Cantwell, Murray: Agencies must also immediately halt permitting of new and expanding net pens

WASHINGTON, D.C. – Today, U.S. Senators Maria Cantwell (D-WA) and Patty Murray (D-WA), joined by Reps. Adam Smith (WA-09), Pramila Jayapal (WA-07), Rick Larsen (WA-02), Derek Kilmer (WA-06), Denny Heck (WA-10), and Suzan DelBene (WA-01), wrote an urgent letter to the heads of the National Oceanic and Atmospheric Administration (NOAA) and the U.S. Army Corps of Engineers to press the two agencies to take quick and decisive action to address the impacts of hundreds of thousands of escaped farmed Atlantic salmon in Washington state waters.
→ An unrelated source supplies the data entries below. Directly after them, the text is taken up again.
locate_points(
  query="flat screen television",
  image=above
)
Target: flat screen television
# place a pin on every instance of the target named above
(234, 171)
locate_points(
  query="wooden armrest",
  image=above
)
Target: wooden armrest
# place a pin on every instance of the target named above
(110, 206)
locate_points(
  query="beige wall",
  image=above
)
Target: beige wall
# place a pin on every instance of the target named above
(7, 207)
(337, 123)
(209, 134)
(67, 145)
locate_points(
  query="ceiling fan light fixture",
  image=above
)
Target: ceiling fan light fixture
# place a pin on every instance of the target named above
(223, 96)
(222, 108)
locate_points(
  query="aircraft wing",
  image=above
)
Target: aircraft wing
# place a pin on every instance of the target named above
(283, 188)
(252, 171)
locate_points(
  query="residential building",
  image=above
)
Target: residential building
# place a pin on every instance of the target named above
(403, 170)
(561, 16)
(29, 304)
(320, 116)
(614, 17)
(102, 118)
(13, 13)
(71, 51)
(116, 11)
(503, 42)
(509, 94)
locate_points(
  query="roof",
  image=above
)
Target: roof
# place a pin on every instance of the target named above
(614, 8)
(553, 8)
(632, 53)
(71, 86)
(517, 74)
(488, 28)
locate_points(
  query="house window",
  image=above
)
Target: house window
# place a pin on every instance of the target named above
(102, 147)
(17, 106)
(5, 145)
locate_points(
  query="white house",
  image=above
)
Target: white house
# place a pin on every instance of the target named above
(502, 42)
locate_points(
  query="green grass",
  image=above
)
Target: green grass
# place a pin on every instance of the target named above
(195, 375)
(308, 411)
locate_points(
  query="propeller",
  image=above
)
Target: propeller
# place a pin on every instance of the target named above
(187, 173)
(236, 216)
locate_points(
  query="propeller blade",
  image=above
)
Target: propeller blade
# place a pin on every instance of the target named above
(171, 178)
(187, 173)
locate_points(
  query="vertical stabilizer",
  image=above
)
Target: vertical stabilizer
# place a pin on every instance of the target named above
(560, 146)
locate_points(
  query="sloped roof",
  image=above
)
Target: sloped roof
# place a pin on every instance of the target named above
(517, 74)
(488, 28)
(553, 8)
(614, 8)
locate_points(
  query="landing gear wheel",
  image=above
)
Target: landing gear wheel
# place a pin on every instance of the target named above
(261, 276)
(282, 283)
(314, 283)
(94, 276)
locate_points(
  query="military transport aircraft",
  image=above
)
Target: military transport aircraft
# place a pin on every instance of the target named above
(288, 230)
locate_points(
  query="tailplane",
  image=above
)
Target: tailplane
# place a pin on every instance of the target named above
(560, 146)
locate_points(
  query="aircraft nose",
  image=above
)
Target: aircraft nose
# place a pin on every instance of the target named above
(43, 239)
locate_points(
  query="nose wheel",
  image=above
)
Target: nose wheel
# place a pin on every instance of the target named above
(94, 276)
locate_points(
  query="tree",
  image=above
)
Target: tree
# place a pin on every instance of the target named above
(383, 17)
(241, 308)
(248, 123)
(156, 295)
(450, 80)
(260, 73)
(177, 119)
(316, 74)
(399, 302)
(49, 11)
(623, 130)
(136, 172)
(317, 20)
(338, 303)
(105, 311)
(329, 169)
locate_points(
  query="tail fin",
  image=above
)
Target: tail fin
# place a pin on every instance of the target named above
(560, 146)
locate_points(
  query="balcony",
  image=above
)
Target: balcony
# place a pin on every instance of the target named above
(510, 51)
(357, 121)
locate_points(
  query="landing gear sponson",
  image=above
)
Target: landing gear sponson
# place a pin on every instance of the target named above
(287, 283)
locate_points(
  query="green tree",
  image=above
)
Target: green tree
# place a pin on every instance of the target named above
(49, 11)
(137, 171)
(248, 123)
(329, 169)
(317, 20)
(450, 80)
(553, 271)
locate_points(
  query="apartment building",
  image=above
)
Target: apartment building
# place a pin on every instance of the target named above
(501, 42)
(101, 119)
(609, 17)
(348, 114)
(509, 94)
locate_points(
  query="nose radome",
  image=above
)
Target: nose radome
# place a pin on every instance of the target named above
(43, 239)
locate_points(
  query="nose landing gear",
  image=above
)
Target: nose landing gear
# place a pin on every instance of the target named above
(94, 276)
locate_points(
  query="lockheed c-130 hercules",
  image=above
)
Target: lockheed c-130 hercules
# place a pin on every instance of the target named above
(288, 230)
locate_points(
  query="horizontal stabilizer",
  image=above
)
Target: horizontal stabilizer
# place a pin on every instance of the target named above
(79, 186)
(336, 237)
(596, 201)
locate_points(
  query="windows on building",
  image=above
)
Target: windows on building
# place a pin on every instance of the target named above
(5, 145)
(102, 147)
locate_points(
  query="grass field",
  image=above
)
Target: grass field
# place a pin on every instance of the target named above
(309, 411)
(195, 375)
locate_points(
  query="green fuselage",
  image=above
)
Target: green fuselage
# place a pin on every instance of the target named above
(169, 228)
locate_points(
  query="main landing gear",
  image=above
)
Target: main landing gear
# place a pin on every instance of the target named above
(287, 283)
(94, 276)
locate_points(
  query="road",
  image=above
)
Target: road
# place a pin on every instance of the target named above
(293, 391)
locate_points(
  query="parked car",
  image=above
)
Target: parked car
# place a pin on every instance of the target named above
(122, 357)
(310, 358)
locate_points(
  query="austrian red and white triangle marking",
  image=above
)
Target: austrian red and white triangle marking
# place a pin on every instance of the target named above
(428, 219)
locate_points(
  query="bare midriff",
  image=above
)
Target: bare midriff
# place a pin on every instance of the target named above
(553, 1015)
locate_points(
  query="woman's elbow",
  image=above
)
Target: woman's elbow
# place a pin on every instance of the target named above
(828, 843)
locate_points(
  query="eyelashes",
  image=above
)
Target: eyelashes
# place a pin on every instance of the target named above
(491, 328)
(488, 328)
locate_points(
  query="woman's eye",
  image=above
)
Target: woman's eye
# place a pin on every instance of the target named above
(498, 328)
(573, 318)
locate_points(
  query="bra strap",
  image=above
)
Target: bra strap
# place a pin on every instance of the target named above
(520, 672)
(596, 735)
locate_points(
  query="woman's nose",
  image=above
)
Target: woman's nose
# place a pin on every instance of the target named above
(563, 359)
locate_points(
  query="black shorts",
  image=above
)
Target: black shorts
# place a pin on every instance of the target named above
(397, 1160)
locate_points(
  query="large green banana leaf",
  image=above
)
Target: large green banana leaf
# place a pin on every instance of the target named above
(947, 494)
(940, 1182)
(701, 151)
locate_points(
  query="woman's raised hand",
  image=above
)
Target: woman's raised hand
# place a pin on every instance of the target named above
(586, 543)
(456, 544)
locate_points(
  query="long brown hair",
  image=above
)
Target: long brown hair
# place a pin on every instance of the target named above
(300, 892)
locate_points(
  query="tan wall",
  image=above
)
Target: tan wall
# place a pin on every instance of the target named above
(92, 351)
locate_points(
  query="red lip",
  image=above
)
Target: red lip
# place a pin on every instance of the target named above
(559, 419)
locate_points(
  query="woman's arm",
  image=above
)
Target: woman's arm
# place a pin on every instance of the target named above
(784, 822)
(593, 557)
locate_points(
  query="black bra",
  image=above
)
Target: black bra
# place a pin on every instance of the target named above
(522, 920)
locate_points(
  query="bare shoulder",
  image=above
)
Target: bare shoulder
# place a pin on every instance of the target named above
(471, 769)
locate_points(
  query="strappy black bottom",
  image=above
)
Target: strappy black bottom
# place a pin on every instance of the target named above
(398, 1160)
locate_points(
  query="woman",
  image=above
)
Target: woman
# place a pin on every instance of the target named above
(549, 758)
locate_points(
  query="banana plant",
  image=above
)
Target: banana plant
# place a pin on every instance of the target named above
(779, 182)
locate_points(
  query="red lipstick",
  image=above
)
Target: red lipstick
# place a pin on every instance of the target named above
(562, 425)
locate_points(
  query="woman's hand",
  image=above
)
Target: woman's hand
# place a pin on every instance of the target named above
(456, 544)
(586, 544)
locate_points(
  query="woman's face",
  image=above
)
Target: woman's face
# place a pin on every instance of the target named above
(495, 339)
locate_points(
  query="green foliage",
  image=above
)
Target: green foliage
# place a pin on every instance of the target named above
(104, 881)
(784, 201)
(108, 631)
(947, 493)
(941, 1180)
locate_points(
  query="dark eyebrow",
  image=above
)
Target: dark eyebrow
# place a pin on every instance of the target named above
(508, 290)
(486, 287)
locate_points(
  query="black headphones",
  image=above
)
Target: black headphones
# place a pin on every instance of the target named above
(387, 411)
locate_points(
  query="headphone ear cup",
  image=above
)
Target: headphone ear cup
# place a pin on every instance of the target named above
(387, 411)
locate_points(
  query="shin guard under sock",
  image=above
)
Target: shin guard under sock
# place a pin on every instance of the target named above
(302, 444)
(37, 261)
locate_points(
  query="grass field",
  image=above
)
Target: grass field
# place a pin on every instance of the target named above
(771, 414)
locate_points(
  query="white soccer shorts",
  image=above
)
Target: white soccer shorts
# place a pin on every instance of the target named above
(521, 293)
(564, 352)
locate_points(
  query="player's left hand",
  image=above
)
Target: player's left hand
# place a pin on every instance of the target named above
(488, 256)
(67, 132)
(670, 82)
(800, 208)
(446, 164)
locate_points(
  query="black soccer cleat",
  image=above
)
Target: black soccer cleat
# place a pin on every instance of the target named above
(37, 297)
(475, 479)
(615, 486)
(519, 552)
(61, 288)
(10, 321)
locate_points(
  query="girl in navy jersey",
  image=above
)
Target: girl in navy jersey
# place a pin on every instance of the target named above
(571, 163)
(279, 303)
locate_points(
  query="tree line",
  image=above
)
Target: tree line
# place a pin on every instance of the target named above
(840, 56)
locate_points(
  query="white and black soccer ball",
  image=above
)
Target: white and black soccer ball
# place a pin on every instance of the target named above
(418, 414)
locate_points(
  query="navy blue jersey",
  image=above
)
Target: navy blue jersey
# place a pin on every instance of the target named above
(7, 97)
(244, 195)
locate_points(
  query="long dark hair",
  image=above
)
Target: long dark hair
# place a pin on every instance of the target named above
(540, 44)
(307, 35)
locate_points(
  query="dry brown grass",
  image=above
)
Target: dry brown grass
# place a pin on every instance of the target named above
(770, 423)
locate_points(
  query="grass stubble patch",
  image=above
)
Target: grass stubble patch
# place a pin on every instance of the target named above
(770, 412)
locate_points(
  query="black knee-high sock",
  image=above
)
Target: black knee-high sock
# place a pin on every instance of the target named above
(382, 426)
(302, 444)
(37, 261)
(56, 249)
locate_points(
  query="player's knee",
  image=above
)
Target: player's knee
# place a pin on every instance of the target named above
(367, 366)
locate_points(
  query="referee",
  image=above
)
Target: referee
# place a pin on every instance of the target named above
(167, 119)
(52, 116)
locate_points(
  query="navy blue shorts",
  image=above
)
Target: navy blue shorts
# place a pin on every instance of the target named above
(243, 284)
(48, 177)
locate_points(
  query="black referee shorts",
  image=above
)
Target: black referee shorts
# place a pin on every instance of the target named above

Citing the importance of wild salmon fisheries to Tribes, fishermen, and ecosystems in the state, the members of Congress are calling on NOAA and the Army Corps to direct federal resources to mitigate the risks of this incident, including the capture of the escaped farmed salmon. The letter also calls on the Army Corps to work to stop all permitting for new net pens or expansions to existing pens, as well as prioritize requests to update or maintain existing pens.

“Pacific salmon are central to our economy, our culture, and our environment in the Pacific Northwest, and are a critical part of marine and estuarine ecosystems in Washington state,” the members wrote. “The released Atlantic salmon pose a threat to wild Pacific salmon, including multiple endangered and threatened stocks in the region. Tribes, fishermen, and state agencies are working to respond to the escapement but the scale of the release calls for immediate and direct federal response…”

The farmed salmon escaped from a damaged facility owned by Cooke Aquaculture on August 19th and 20th. Since the breach, farmed Atlantic salmon have been found as far afield as Canadian waters on the West side of Vancouver Island, as well as the Skagit and Nooksack Rivers. The released Atlantic salmon pose a threat to wild Pacific salmon, including multiple endangered and threatened stocks in the region. Farmed salmon tend to be larger and could outcompete wild salmon for critical resources such as prey and preferred habitat, which is important for spawning.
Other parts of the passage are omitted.